従って、U-235が核分裂の際に放出する中性子のうち、(平均)1個以上がU-235に吸収され核分裂を起こすと、核分裂が連鎖的に進行する。これが臨界連鎖反応を爆発的に進行させるのが原爆制御した状態で使用するのが原発、だけど基本原理は同じ。

さきほど書いたように、U-235は核分裂の際平均約2.5個の中性子を放出するので、いつでも臨界が起きそうに見えるかもしれないが、必ずしもそうではない。核分裂の際に生じる中性子は速度が大きく、そのままではU-235に捕獲され核分裂を誘起する確率は小さい

それでも、十分な量のU-235が集まれば、臨界に達する。一方、原子炉では(通常運転時の軽水炉は)中性子を水で減速することで臨界が生じるようにしている。今回の事故では、地震直後に制御棒が挿入されたので、その時点で臨界が起きないようになったはずだが、しかしその後メルトダウン・メルトスルーが起きてしまい核燃料のかなりの部分は融け落ちてしまったと考えられる。従って、制御棒の挿入に成功したことは現在の原子炉の状況を議論する上では直接はあまり関係がない。少なくとも原理的には、冷却のため注入した水が減速材となって臨界に達する可能性はある

ただし、この場合も、臨界が継続的に保持されるかどうかは、また別の話。

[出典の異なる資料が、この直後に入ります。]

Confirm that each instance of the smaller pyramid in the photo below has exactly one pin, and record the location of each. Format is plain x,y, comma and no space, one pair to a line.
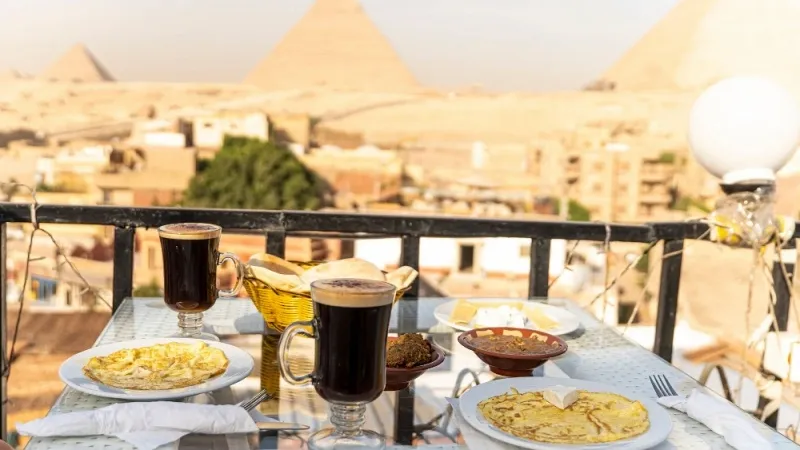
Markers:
10,75
77,65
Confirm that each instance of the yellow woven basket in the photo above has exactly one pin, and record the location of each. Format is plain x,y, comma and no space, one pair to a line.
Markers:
280,308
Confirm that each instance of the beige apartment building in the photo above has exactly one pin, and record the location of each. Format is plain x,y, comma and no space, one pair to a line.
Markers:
629,186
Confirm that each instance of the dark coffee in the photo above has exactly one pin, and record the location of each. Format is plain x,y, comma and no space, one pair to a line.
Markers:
190,254
352,322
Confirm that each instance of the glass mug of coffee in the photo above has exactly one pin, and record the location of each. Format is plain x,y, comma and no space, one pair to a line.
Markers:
350,327
191,256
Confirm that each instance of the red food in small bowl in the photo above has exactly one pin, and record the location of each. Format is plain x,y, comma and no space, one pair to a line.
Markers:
398,378
512,361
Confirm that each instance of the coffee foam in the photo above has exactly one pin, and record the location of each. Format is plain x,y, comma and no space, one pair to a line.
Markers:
352,292
189,231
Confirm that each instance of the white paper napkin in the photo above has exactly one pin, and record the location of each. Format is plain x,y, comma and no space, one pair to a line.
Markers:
718,416
146,425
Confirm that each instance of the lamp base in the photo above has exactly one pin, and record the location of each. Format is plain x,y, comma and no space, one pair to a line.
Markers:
766,186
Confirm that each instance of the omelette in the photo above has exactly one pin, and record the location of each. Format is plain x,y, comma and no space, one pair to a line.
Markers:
595,417
158,367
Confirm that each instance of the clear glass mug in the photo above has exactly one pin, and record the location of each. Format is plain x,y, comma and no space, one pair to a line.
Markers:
191,256
350,328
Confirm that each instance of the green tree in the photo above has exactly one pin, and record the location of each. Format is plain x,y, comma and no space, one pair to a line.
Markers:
575,210
151,289
253,174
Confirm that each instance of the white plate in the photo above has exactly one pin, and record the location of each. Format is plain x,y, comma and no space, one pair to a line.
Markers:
240,364
567,322
660,421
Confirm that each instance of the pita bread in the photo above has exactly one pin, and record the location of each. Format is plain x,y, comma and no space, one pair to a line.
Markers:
275,264
284,282
343,268
402,277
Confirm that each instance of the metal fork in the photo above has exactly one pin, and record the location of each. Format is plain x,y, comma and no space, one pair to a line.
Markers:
662,386
255,401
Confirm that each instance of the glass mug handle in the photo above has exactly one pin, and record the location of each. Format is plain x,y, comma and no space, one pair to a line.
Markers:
283,352
239,274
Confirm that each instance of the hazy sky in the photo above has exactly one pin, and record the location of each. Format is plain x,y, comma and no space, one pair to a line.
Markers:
502,44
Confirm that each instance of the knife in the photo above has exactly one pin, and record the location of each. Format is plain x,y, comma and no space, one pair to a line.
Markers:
276,426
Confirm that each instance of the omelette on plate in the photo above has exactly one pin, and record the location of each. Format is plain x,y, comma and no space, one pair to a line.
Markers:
595,417
158,367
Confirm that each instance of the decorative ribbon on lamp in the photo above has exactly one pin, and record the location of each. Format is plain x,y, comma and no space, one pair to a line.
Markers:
743,130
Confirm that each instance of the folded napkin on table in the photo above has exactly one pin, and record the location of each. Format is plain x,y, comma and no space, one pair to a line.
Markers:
146,425
721,418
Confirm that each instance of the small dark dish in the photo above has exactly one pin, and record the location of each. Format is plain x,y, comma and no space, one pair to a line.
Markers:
398,378
510,364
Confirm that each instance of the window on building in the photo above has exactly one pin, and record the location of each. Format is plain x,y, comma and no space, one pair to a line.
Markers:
466,257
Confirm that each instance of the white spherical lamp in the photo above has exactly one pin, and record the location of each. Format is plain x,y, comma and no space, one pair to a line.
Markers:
744,129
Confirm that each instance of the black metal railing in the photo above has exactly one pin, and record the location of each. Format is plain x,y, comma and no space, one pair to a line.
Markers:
277,225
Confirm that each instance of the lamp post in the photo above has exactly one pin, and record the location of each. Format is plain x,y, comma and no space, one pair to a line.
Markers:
743,130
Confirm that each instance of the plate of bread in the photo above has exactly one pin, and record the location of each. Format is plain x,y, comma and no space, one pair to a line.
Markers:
295,278
468,314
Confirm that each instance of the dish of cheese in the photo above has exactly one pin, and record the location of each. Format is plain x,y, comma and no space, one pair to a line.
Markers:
564,415
158,367
508,314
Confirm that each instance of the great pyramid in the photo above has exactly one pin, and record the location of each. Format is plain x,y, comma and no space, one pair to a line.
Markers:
77,65
335,45
700,42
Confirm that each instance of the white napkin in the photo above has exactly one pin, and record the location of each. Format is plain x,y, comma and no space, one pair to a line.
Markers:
720,418
145,425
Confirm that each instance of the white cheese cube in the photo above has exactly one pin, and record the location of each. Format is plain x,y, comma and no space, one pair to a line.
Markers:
561,396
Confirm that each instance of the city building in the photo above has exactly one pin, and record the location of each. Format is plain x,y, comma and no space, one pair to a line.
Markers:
210,130
358,177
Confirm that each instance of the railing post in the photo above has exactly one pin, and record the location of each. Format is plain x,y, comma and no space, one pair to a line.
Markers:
539,274
123,265
668,298
276,243
407,320
783,302
3,333
410,257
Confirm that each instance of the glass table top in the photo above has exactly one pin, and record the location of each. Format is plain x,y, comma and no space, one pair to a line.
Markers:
418,416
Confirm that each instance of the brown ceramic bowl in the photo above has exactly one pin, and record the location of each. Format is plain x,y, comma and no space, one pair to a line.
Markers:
511,365
399,378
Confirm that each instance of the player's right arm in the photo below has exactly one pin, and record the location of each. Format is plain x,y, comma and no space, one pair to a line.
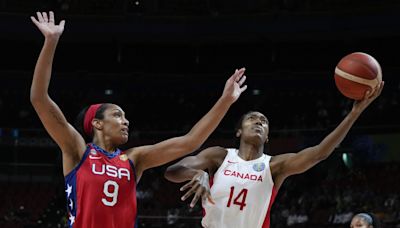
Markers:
68,139
286,165
192,169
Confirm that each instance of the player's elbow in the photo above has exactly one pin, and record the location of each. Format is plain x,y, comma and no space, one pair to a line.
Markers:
190,143
171,174
321,154
37,98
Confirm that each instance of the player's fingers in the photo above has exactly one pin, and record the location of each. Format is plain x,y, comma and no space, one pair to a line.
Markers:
242,80
62,23
187,185
36,22
243,88
45,18
40,18
196,197
239,74
51,17
210,199
187,194
380,88
190,192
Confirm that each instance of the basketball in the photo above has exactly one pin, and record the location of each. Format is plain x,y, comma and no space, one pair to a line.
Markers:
356,73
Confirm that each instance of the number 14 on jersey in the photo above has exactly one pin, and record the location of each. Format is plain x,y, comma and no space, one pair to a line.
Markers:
239,199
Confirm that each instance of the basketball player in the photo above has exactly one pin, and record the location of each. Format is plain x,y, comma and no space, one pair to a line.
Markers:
245,181
364,220
100,179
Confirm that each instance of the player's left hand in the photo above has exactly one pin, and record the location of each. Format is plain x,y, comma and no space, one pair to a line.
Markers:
200,187
369,96
234,85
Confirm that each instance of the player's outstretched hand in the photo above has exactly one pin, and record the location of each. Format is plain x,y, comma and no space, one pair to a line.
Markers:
361,105
234,85
46,24
200,187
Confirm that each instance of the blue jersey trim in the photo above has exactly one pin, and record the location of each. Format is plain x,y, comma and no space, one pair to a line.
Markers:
70,185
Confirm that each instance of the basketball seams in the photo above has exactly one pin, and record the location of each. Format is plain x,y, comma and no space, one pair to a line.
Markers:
365,65
369,82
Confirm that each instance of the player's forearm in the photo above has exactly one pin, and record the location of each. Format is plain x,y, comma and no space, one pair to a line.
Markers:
42,73
330,142
178,173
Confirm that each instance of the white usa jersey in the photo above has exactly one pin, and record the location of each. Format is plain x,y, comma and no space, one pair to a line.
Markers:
243,192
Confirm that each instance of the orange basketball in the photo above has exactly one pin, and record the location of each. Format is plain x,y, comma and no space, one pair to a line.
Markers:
356,73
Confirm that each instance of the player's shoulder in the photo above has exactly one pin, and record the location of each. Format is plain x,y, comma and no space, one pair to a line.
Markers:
215,150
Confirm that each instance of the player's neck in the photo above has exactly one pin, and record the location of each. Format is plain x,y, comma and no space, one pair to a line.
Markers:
104,145
250,152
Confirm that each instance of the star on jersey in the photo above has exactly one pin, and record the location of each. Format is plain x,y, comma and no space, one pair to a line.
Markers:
71,219
71,204
69,190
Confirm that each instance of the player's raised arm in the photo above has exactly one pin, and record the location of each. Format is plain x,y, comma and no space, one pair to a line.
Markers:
295,163
69,140
161,153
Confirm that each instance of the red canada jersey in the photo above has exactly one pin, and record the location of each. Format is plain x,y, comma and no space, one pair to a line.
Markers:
101,190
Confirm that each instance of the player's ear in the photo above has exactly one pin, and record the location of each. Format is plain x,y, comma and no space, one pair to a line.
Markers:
238,133
98,124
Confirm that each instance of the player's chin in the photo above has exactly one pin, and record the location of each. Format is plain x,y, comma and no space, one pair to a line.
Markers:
123,139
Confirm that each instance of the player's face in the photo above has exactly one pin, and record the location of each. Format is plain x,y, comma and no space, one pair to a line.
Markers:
358,222
255,125
115,125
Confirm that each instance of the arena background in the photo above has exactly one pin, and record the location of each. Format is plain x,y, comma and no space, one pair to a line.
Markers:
165,62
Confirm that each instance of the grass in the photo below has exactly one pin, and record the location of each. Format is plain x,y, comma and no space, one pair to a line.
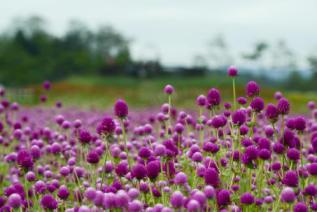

発表されたデータ http://t.co/qeddhPamも結構微妙ですね。仮に本当だとして、臨界が短時間起こり、条件が満たされなくなって停止した、あるいはそれが断続的に繰り返された、あたりが考えられます。

仮に再臨界が起こっていたとしても、*現時点で*それによって被害が大きく拡大する、あるいは一般市民が対応を変える必要はないでしょう。しかし、原子炉が制御されていない状態のままであることは事実であり、今後も注意が必要。地下水等を通じての汚染拡大防止はどうなってるのかな?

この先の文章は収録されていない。